PolicyIteration

class safe_learning.PolicyIteration(policy, dynamics, reward_function, value_function, gamma=0.98)

A class for policy iteration.

Parameters:
policy : callable

The policy that maps states to actions.

dynamics : callable

A function that can be called with states and actions as inputs and returns future states.

reward_function : callable

A function that takes the state, action, and next state as input and returns the reward corresponding to this transition.

value_function : instance of DeterministicFunction

The function approximator for the value function. It is used to evaluate the value function at states.

gamma : float

The discount factor for reinforcement learning.

Methods

bellmann_error(self, states) Compute the squared bellmann error.
discrete_policy_optimization(self, action_space) Optimize the policy for a given value function.
future_values(self, states[, policy, …]) Return the value at the current states.
optimize_value_function(self, \*\*solver_options) Optimize the value function using cvx.
value_iteration(self) Perform one step of value iteration.
bellmann_error(self, states)

Compute the squared bellmann error.

Parameters:
states : array
Returns:
error : float
discrete_policy_optimization(self, action_space, constraint=None)
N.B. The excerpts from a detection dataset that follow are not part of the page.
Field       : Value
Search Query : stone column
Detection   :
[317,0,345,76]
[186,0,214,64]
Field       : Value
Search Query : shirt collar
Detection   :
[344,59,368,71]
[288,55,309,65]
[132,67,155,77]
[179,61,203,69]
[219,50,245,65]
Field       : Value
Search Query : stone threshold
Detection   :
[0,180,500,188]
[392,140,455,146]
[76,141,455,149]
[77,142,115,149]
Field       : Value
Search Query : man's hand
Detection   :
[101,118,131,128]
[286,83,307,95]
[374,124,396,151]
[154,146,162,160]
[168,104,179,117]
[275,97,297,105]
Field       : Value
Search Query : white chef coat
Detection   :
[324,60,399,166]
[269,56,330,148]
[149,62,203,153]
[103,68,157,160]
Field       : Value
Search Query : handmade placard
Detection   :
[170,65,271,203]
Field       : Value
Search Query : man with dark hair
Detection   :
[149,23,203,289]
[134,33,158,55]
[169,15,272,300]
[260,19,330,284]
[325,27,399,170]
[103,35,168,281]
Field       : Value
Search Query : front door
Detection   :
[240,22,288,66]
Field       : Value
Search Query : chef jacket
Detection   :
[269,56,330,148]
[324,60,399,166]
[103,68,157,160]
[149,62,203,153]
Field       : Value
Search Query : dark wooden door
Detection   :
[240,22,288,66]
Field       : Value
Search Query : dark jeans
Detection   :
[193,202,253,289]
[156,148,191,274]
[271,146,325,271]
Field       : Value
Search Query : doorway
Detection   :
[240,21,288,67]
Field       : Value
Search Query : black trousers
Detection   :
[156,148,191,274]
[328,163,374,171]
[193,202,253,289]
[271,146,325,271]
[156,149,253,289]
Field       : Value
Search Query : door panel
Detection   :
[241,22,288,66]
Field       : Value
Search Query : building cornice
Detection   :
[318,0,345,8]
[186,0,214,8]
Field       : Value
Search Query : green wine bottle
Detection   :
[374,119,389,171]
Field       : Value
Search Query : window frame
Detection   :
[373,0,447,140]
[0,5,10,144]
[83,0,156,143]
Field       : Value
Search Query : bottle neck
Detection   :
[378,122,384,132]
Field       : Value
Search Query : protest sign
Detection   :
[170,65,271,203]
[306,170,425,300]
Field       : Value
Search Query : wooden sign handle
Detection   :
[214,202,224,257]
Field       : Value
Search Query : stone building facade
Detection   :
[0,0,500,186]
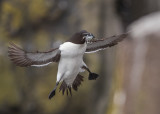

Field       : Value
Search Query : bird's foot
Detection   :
[48,88,56,99]
[88,73,99,80]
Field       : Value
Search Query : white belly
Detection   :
[57,42,86,85]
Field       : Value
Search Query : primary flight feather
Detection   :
[8,30,128,99]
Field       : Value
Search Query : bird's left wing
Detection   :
[85,33,128,53]
[8,43,60,67]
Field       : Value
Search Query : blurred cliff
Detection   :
[0,0,160,114]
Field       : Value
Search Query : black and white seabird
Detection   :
[8,30,128,99]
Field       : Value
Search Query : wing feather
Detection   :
[8,43,60,67]
[85,33,128,53]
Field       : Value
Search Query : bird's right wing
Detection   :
[85,33,128,53]
[8,43,61,67]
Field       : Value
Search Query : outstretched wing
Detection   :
[85,33,128,53]
[8,43,60,67]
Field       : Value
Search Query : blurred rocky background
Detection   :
[0,0,160,114]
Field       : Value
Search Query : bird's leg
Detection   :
[82,66,99,80]
[49,82,59,99]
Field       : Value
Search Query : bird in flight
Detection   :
[8,30,128,99]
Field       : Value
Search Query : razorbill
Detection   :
[8,30,128,99]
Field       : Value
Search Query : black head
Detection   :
[69,30,95,44]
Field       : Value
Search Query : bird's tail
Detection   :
[59,74,84,96]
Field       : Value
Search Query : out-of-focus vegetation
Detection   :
[0,0,160,114]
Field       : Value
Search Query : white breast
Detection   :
[57,42,86,85]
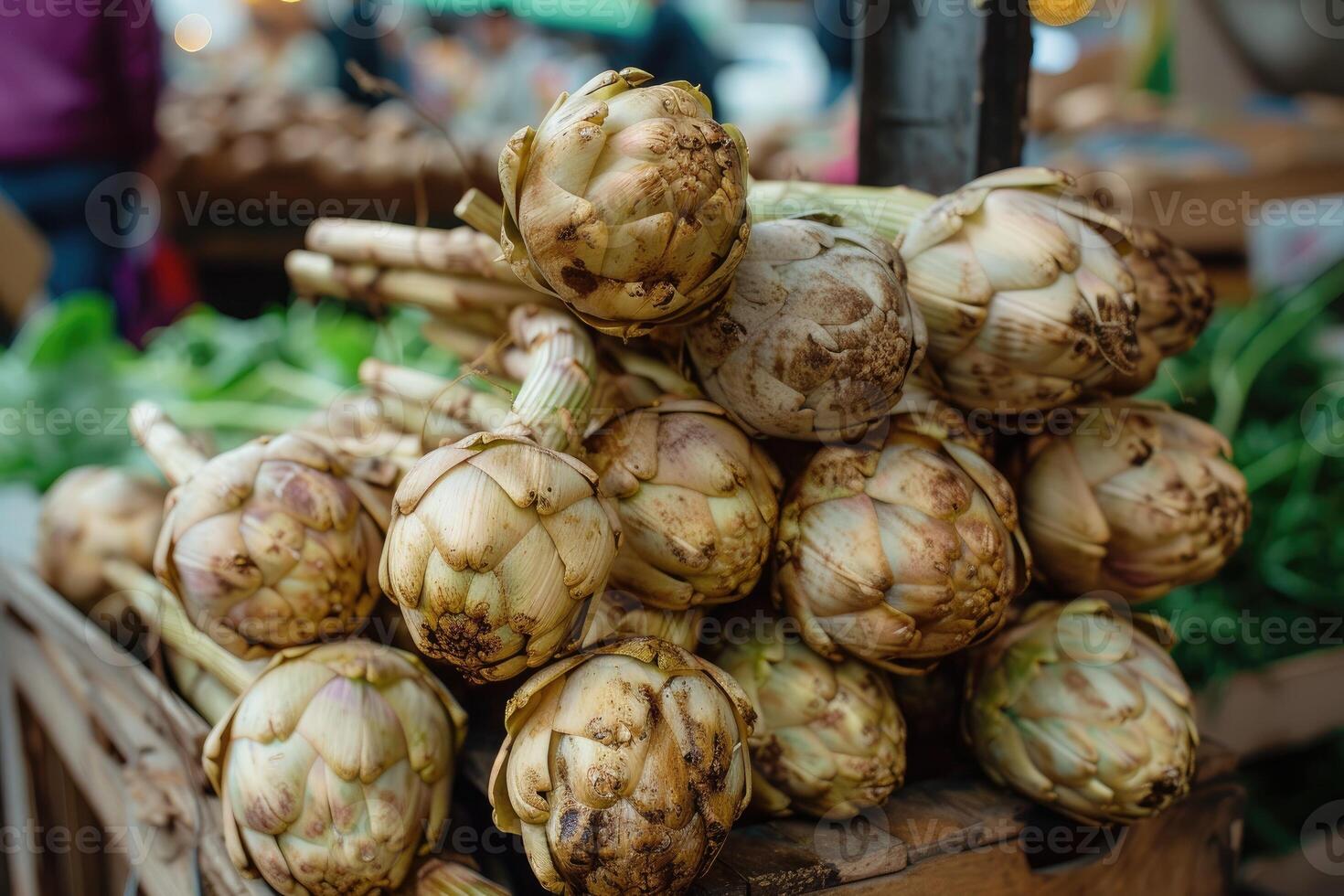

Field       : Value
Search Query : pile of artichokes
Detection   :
[42,69,1249,893]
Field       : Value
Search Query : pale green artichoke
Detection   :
[964,598,1199,824]
[1019,399,1250,602]
[687,220,929,443]
[491,638,755,896]
[775,414,1030,672]
[715,624,906,818]
[203,641,466,896]
[37,466,166,610]
[584,400,783,610]
[498,69,752,336]
[379,432,621,681]
[1104,224,1213,395]
[899,168,1138,414]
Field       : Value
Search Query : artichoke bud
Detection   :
[142,409,391,658]
[584,400,783,610]
[498,69,752,336]
[899,168,1140,414]
[489,638,755,896]
[203,641,466,893]
[1104,224,1213,395]
[717,624,906,818]
[687,219,927,443]
[379,432,621,681]
[37,466,166,610]
[774,426,1030,673]
[1019,399,1250,602]
[964,598,1199,824]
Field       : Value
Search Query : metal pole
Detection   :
[854,0,1030,194]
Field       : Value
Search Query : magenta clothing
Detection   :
[0,0,161,165]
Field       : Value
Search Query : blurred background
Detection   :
[0,0,1344,892]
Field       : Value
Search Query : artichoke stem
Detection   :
[747,180,937,240]
[131,401,208,485]
[103,560,257,693]
[453,187,504,240]
[285,250,552,315]
[509,307,597,452]
[304,218,518,276]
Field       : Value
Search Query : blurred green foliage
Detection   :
[0,294,457,489]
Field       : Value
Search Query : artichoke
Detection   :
[1104,224,1213,395]
[203,641,466,895]
[105,560,466,896]
[491,638,755,896]
[963,598,1199,824]
[132,404,395,658]
[687,220,927,442]
[775,400,1030,672]
[1019,399,1250,601]
[901,168,1138,412]
[379,432,620,681]
[717,624,906,818]
[584,400,783,610]
[498,69,752,336]
[37,466,165,610]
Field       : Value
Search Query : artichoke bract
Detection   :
[37,466,166,610]
[774,392,1030,672]
[489,638,755,896]
[901,168,1138,412]
[203,641,466,893]
[1019,399,1250,601]
[498,69,752,336]
[1104,224,1213,395]
[105,560,466,896]
[687,220,927,443]
[963,598,1199,824]
[715,624,906,818]
[132,404,395,658]
[379,434,620,681]
[584,400,783,610]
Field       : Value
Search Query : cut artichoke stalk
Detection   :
[105,560,466,895]
[1019,399,1250,602]
[752,168,1140,414]
[774,381,1030,673]
[963,598,1199,824]
[379,307,621,681]
[686,220,929,444]
[131,401,397,658]
[715,624,906,818]
[498,69,752,336]
[489,638,755,896]
[583,400,784,610]
[37,466,166,612]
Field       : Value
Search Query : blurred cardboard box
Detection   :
[0,195,51,321]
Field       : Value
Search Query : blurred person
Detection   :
[0,0,163,297]
[234,0,340,92]
[603,0,723,103]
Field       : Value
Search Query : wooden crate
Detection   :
[0,563,1244,896]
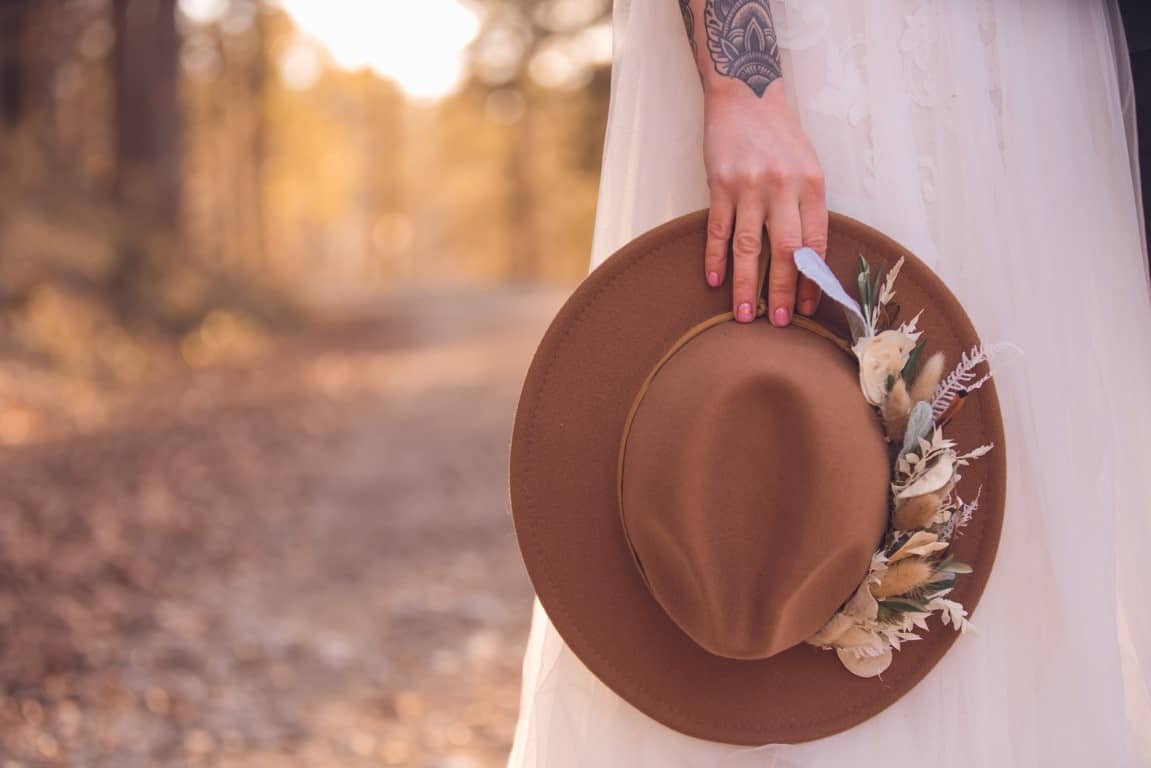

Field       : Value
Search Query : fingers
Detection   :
[768,198,803,326]
[703,189,735,288]
[795,176,828,315]
[731,196,768,322]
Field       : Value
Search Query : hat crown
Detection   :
[620,320,891,659]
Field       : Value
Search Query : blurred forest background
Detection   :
[0,0,611,768]
[0,0,611,441]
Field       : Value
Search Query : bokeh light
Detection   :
[275,0,480,99]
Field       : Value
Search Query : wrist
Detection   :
[703,73,791,111]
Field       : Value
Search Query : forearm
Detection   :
[679,0,783,98]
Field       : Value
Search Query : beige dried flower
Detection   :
[854,330,915,405]
[871,557,935,600]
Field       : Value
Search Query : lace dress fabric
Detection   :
[509,0,1151,768]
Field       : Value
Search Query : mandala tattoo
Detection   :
[679,0,700,59]
[699,0,783,96]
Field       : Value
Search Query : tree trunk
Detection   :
[113,0,181,234]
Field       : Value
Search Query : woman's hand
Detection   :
[703,78,828,326]
[679,0,828,326]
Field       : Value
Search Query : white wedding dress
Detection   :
[509,0,1151,768]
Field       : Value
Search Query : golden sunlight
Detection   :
[275,0,480,100]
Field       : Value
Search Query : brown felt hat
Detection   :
[511,211,1006,745]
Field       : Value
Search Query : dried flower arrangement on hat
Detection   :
[795,249,992,677]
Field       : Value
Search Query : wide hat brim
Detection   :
[510,211,1006,745]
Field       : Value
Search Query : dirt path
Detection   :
[0,287,562,768]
Optimize the policy for a given value function.

Parameters:
action_space : ndarray

The parameter value to evaluate (for each parameter). This is geared towards piecewise linear functions.

constraint : callable

A function that can be called with a policy. Returns the slack of the safety constraint for each state. A policy is safe if the slack is >=0 for all constraints.

future_values(self, states, policy=None, actions=None, lyapunov=None, lagrange_multiplier=1.0)

Return the value at the current states.

Parameters:
states : ndarray

The states at which to compute future values.

policy : callable, optional

The policy for which to evaluate. Defaults to self.policy. This argument is ignored if actions is not None.

actions : array or tensor, optional

The actions to be taken for the states.

lyapunov : instance of Lyapunov

A Lyapunov function that acts as a constraint for the optimization.

lagrange_multiplier: float

A scaling factor for the slack of the optimization problem.

Returns:
The expected long term reward when taking an action according to the
policy and then taking the value of self.value_function.
optimize_value_function(self, **solver_options)

Optimize the value function using cvx.

Parameters:
solver_options : kwargs, optional

Additional solver options passes to cvxpy.Problem.solve.

Returns:
assign_op : tf.Tensor

An assign operation that updates the value function.

value_iteration(self)

Perform one step of value iteration.